More cases of Shigellosis reported in Lea, Eddy Co. - KWES NewsWest 9 / Midland, Odessa, Big Spring, TX: newswest9.com |

More cases of Shigellosis reported in Lea, Eddy Co.

(Source: Raycom Media) (Source: Raycom Media)
LEA COUNTY, NM (KWES) -

Additional cases of Shigellosis in Lea and Eddy County has health officials continuing to investigate.

Officials with the New Mexico Department of Health, there are a total of 71 cases with the majority of the cases being children who were associated with child care centers and their family members.

Shigellosis is a bacterial disease characterized by diarrhea, fever, nausea, and sometimes vomiting, cramps, and toxemia (blood poisoning from toxins produced by the bacteria). Diarrhea will often contain blood and mucus.
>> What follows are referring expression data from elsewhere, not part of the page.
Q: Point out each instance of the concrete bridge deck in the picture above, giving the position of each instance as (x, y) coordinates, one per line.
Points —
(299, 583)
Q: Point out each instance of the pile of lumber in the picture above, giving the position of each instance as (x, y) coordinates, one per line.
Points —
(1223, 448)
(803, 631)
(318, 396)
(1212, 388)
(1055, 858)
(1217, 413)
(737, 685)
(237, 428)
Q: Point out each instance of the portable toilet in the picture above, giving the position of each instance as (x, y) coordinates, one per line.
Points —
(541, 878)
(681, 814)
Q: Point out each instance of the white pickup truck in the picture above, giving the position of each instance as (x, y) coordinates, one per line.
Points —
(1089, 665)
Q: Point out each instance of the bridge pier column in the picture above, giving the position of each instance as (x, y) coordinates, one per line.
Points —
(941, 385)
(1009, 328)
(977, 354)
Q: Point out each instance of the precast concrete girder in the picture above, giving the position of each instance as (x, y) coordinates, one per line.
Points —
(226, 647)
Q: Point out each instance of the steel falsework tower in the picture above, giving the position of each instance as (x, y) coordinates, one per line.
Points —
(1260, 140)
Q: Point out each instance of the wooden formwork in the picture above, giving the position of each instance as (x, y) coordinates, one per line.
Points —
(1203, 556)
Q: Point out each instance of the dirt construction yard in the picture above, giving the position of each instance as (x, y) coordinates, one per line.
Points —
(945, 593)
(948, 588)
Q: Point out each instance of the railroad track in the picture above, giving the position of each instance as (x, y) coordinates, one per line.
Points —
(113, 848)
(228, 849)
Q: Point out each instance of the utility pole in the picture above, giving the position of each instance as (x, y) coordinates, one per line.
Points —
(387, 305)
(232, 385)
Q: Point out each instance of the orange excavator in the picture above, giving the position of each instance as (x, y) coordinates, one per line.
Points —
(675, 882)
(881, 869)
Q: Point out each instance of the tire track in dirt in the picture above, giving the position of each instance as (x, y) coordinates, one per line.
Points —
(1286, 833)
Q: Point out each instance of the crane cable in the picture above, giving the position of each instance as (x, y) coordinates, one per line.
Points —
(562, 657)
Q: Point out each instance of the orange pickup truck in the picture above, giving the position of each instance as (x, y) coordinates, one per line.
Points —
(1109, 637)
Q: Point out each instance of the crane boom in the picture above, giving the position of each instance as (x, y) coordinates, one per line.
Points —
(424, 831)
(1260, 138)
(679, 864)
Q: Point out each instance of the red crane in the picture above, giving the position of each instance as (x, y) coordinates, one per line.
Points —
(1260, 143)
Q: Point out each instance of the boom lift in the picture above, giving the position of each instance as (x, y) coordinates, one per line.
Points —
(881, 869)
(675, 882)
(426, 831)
The time between exposure to Shigellosis and symptom onset varies from 1 to 7 days, but is typically 1-3 days. Possible complications from Shigellosis infections include post-infectious arthritis, blood stream infections (although rare), seizures, and hemolytic-uremic syndrome or HUS. 

Health officials say shigellosis is very contagious. An infected person can shed the bacteria in their stool when they have diarrhea and up to a month after the diarrhea has gone away. Shigellosis can be spread by:

  • Infected persons can spread Shigellosis by not washing their hands after going to the bathroom and then handling food that other people will eat.
  • Caretakers can become infected by changing the diaper of an infected child or caring for an infected person. The caretaker’s hands may get some small amount of stool and bacteria on their hands, and without proper hand hygiene, spread the bacteria to everything they touch afterwards (including their mouths).
  • Swallowing recreational water (for example a splash pad, pool, and/or lake) that was contaminated by infected fecal matter.
  • Exposure to feces through sexual contact.

“If your child is sick, please do not take your child to daycare or the local pool and splash pad.  This will only spread this illness to other children and their families,” advises Lynn Gallagher, Secretary of Health.  “If you think that your child may have Shigellosis, please take your child to their healthcare provider to be tested.”

You can decrease your chance of coming into contact with Shigellosis by doing the following:

  • Washing your hands frequently, especially after using the bathroom, changing a diaper, or before preparing and/or eating food.
  • Promptly cleaning possible contaminated surfaces with household chlorine bleach-based cleaners.
  • Washing soiled clothing and linens.
  • Avoiding food or water from sources that may be contaminated.
  • Not sending sick children to school, daycare, or local pool and splash pads if they have persistent diarrhea.